I’m super excited to be working on a new project Audiocraft, a conference for Australian radiomakers and podcasters that’s happening on March 5th.

Audiocraft will be a day for producers to come together and talk, listen and learn about making great stories with sound. We have a stellar line up of presenters who’ll be leading workshops and panel discussions on narrative techniques, podcasting, sound design and collaborative storytelling.

It’s about building a stronger community of content makers and talking about all the nerdy stuff, and I can’t wait!

Audiocraft is an idea that’s been brewing for a while. When I went to the Third Coast International Audio Festival in 2014 I was blown away by being in a room of 500 radio folk who shared the same passion for telling stories with sound. I also realised that we don’t have anything like it in Australia, so something had to be done.

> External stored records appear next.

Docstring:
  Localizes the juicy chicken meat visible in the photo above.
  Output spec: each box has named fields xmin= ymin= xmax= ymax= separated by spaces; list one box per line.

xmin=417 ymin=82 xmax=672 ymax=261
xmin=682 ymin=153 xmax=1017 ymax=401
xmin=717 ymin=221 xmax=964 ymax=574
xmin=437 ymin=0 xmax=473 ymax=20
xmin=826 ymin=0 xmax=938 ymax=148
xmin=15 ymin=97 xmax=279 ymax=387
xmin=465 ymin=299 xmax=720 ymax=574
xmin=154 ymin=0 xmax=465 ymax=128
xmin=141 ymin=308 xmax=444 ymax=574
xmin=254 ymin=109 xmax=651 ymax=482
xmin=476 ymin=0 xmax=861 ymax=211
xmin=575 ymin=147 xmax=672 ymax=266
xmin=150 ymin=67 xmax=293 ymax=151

Over the last months I’ve been working with a group of absolute legends to make it happen. Here’s a few us being geeks and paying tribute to our trail blazing heroes at Third Coast.

third coast launched AC

 

The response to Audiocraft so far has been amazing. We sold out of our tickets 2 months before the conference date and so many people have come forward to offer their support. I think there’s a real desire for people to come together in this way. It’s an exciting time to be making audio, but it can also be a lonely gig, and there are a lot of big questions about the future of podcasting and radio broadcast that haven’t really been answered. So hopefully we can talk through some of these issues, build some great networks, and inspire creative collaborations!

 

 

Radiogaga Panel – EWF

I had heaps of fun chatting with fellow audio nerds Jaye Kranz, Tiger Webb and Heidi Pett on the Radio Gaga panel at Melbourne’s Emerging Writers Festival. We shared ideas about radio’s ‘New Journalism’ phase and how the role of the narrator might be shifting from a traditionally objective standpoint to a more subjective voice.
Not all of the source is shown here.